In der Regel "Übereinstimmen" werden die Erstellungsregeln im dritten Feld auf dem Bildschirm definiert.

Eine Erstellungsregel wird aus einer Operation erstellt. Sie können die Liste der verfügbaren Operationen nach Regel-Seite aufrufen, um die Operation auszuwählen, die Sie für Ihren Anwendungsfall benötigen.

Beispiel einer Erstellungsregel: Zuordnung von ein- oder mehrwertigen Attributen zwischen der maßgeblichen Quelle und der Zielquelle.

Es ist möglich, mehrere Erstellungsregeln zu konfigurieren, die alle auf alle als erstellt identifizierten Objekte angewendet werden.

Einrichtung/Änderung von Änderungenregeln

Eine Modifikationsregel besteht darin, einerseits den Wert des Identifikationsattributs zu definieren, der beim Schreiben der Modifikationen verwendet wird, und andererseits die Attribute und deren Werte, die auf allen für die Modifikation definierten Objekten in die Zielquelle bereitgestellt werden, optional zu definieren.

In der Regel "Übereinstimmen" sind die Modifikationsregeln im vierten Feld auf dem Bildschirm definiert.
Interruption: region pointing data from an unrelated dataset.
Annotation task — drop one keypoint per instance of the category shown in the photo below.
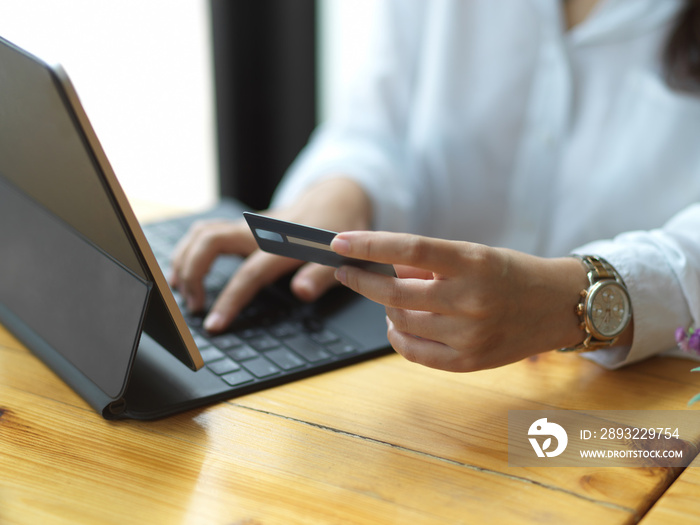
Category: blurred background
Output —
(194, 99)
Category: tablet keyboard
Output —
(274, 336)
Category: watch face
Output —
(608, 309)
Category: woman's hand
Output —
(461, 306)
(336, 204)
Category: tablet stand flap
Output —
(74, 305)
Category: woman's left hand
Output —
(461, 306)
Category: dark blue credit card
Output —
(304, 243)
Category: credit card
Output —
(304, 243)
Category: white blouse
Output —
(487, 121)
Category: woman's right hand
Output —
(337, 204)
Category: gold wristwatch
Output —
(604, 309)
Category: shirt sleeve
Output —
(366, 140)
(661, 269)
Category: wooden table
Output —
(384, 441)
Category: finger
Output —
(312, 281)
(409, 272)
(409, 294)
(427, 325)
(423, 351)
(256, 272)
(196, 252)
(435, 255)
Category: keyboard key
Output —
(237, 378)
(223, 366)
(226, 341)
(285, 329)
(285, 358)
(264, 342)
(249, 333)
(341, 348)
(211, 354)
(242, 353)
(261, 367)
(307, 348)
(324, 337)
(200, 341)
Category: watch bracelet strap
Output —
(597, 269)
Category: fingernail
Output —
(191, 306)
(340, 246)
(214, 322)
(306, 287)
(341, 275)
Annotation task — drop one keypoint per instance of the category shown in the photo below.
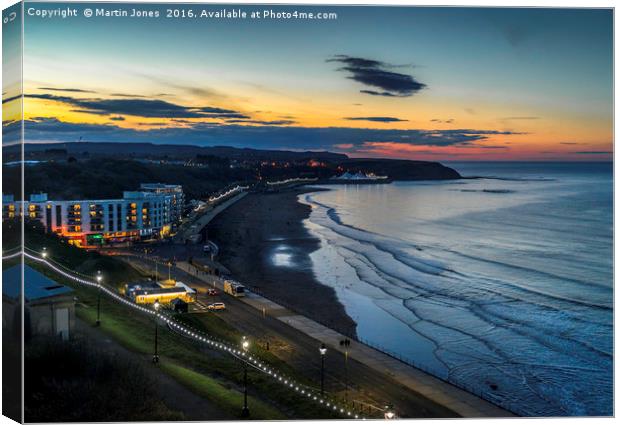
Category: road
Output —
(367, 386)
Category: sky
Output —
(416, 83)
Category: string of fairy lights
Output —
(198, 336)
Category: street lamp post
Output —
(245, 412)
(323, 351)
(346, 376)
(389, 412)
(155, 355)
(99, 279)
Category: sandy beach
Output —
(264, 244)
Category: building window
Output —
(58, 216)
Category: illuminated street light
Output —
(323, 351)
(389, 412)
(245, 412)
(156, 306)
(99, 279)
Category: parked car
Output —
(217, 306)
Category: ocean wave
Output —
(469, 318)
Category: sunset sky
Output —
(418, 83)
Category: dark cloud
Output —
(86, 111)
(378, 75)
(10, 99)
(127, 95)
(148, 108)
(260, 122)
(255, 136)
(375, 119)
(66, 90)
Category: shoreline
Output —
(265, 245)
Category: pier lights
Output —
(322, 351)
(389, 412)
(99, 279)
(245, 346)
(156, 306)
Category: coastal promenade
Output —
(461, 402)
(199, 223)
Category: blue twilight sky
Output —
(452, 83)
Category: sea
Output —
(501, 283)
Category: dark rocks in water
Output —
(401, 169)
(487, 190)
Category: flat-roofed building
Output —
(148, 292)
(49, 308)
(173, 190)
(95, 222)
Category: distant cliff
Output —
(401, 169)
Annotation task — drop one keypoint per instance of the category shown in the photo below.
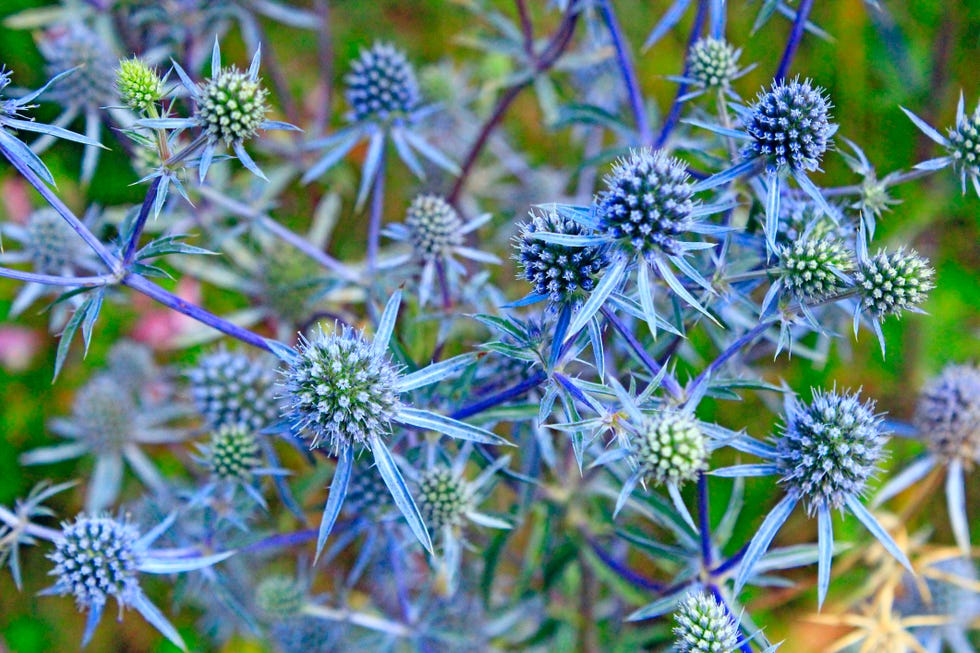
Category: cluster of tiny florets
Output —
(948, 413)
(52, 244)
(138, 84)
(712, 63)
(95, 558)
(670, 447)
(704, 626)
(233, 454)
(565, 274)
(232, 389)
(647, 202)
(964, 143)
(92, 84)
(280, 598)
(434, 226)
(444, 498)
(892, 282)
(339, 390)
(815, 269)
(790, 126)
(231, 106)
(830, 448)
(381, 84)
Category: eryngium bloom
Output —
(381, 84)
(647, 202)
(670, 447)
(948, 414)
(565, 275)
(830, 448)
(704, 626)
(435, 227)
(712, 63)
(790, 126)
(892, 282)
(444, 499)
(341, 390)
(814, 269)
(231, 389)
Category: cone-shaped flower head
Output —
(670, 447)
(647, 202)
(948, 413)
(704, 626)
(381, 84)
(829, 448)
(564, 274)
(790, 126)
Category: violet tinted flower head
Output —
(670, 447)
(563, 274)
(647, 203)
(340, 390)
(790, 126)
(702, 625)
(829, 448)
(947, 414)
(381, 84)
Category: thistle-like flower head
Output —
(815, 269)
(713, 63)
(340, 389)
(670, 447)
(95, 558)
(829, 448)
(892, 282)
(231, 106)
(647, 203)
(232, 389)
(381, 84)
(704, 626)
(435, 227)
(790, 126)
(564, 274)
(947, 414)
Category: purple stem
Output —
(669, 382)
(675, 109)
(628, 71)
(795, 36)
(171, 300)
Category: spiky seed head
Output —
(231, 106)
(232, 389)
(381, 84)
(52, 244)
(95, 558)
(233, 453)
(892, 282)
(444, 499)
(814, 269)
(713, 63)
(829, 448)
(339, 390)
(565, 274)
(964, 143)
(647, 203)
(138, 84)
(434, 226)
(947, 414)
(105, 413)
(702, 625)
(93, 83)
(670, 447)
(280, 597)
(790, 126)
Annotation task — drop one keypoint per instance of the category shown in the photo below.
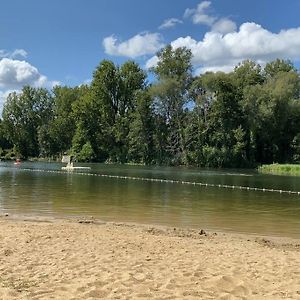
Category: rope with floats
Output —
(202, 184)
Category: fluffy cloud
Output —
(224, 26)
(199, 14)
(170, 23)
(219, 51)
(139, 45)
(16, 73)
(13, 54)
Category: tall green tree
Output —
(23, 115)
(171, 93)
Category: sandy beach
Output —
(84, 259)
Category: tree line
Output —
(243, 118)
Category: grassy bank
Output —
(280, 169)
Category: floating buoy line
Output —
(202, 184)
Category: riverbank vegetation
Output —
(247, 117)
(280, 169)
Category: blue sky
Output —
(43, 43)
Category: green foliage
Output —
(86, 154)
(247, 117)
(280, 169)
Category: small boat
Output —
(70, 166)
(17, 162)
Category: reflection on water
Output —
(71, 194)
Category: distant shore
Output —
(280, 169)
(88, 259)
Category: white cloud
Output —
(16, 73)
(152, 62)
(3, 96)
(13, 54)
(224, 26)
(139, 45)
(219, 51)
(199, 14)
(18, 52)
(170, 23)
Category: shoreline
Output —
(45, 258)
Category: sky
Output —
(46, 43)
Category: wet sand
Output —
(63, 259)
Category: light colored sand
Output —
(70, 260)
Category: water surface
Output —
(28, 192)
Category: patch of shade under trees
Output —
(240, 119)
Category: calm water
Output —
(29, 192)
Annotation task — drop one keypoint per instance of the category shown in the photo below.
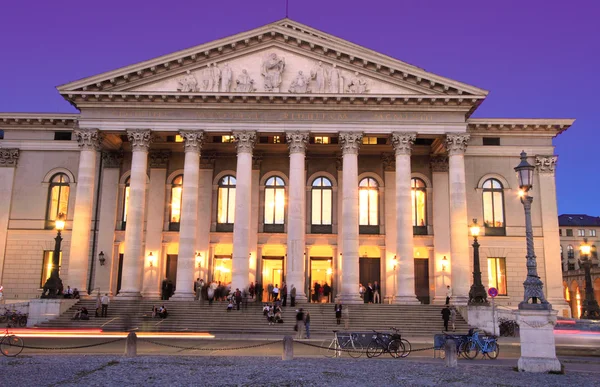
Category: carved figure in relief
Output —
(226, 77)
(272, 68)
(245, 84)
(333, 80)
(188, 83)
(300, 84)
(318, 74)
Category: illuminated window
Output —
(493, 207)
(58, 198)
(321, 213)
(226, 203)
(497, 274)
(274, 201)
(47, 266)
(368, 193)
(176, 191)
(419, 203)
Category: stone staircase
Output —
(413, 321)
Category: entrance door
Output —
(422, 280)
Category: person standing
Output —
(293, 296)
(446, 317)
(105, 301)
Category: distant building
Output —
(572, 229)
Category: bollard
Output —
(450, 352)
(131, 345)
(288, 348)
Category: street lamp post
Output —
(477, 294)
(54, 284)
(533, 285)
(590, 308)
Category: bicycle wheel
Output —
(396, 348)
(470, 350)
(11, 345)
(374, 349)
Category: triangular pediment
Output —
(269, 59)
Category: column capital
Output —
(403, 142)
(244, 141)
(439, 163)
(9, 157)
(112, 159)
(193, 140)
(456, 143)
(159, 159)
(139, 139)
(88, 139)
(297, 141)
(350, 142)
(546, 164)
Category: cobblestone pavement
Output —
(101, 370)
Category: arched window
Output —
(176, 193)
(368, 206)
(226, 204)
(493, 207)
(58, 198)
(419, 204)
(321, 213)
(274, 204)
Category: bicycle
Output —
(343, 343)
(488, 346)
(11, 345)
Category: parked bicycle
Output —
(343, 343)
(11, 345)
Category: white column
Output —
(350, 143)
(158, 161)
(405, 290)
(8, 163)
(243, 194)
(89, 141)
(186, 259)
(456, 145)
(552, 266)
(133, 258)
(441, 227)
(109, 194)
(297, 212)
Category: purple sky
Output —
(539, 59)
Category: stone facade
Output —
(373, 128)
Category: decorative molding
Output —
(457, 143)
(112, 159)
(9, 157)
(193, 140)
(88, 139)
(159, 159)
(403, 142)
(297, 141)
(546, 164)
(439, 163)
(350, 142)
(245, 141)
(139, 139)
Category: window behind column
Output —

Eine Modifikationsregel wird aus einer Operation erstellt. Sie können die Liste der verfügbaren Operationen nach Regel-Seite aufrufen, um die für Ihren Anwendungsfall erforderliche Operation auszuwählen.

Beispiel einer Modifikationsregel: Definition des Identifikationsattributs des zu modifizierenden Objekts in der Zielquelle (Verzeichnis). Das Attribut DNuser wird mit einem Ausdruck angegeben, der das Schlüsselwort SyncAttDst verwendet, um den Wert des DN-Attributs in der Zielquelle abzurufen.

Regeln zum Löschen erstellen/modifizieren

Eine Löschregel besteht darin, einerseits den Wert des Identifikationsattributs zu definieren, der beim Schreiben von Löschungen verwendet wird, und andererseits, optional, die Attribute und deren Werte, die in die Zielquelle auf alle für die Löschung definierten Objekte eingespeist werden. Attributänderungen auf Objekten, die für die Löschung definiert sind, sind nur möglich, wenn es keine tatsächliche Löschung des Objekts gibt. Ein Objekt wird für die Löschung definiert, wenn es in der Zielquelle vorhanden ist, aber nicht in der maßgeblichen Quelle. Folglich können Attributwerte nur aus Attributen stammen, die in Konvertierungsregeln konfiguriert sind, oder direkt in Löschregeln mit Operationen und Schlüsselwörtern angegeben werden.

In der Regel "Übereinstimmen" sind die Löschregeln im fünften Feld auf dem Bildschirm definiert.

Eine Löschregel wird aus einer Operation erstellt. Sie können die Liste der verfügbaren Operationen nach Regel Seite aufrufen, um die Operation auszuwählen, die Sie für Ihren Anwendungsfall benötigen.

Beispiel einer Löschregel: Definition des Identifikationsattributs des zu löschenden Objekts in der Zielquelle (Verzeichnis). Das Attribut DNuser wird mit einem Ausdruck angegeben, der das Schlüsselwort SyncAttDst verwendet, um den Wert des DN-Attributs in der Zielquelle abzurufen.

Es ist möglich, mehrere Löschregeln zu konfigurieren, die alle auf alle Objekte angewendet werden, die zur Löschung identifiziert wurden.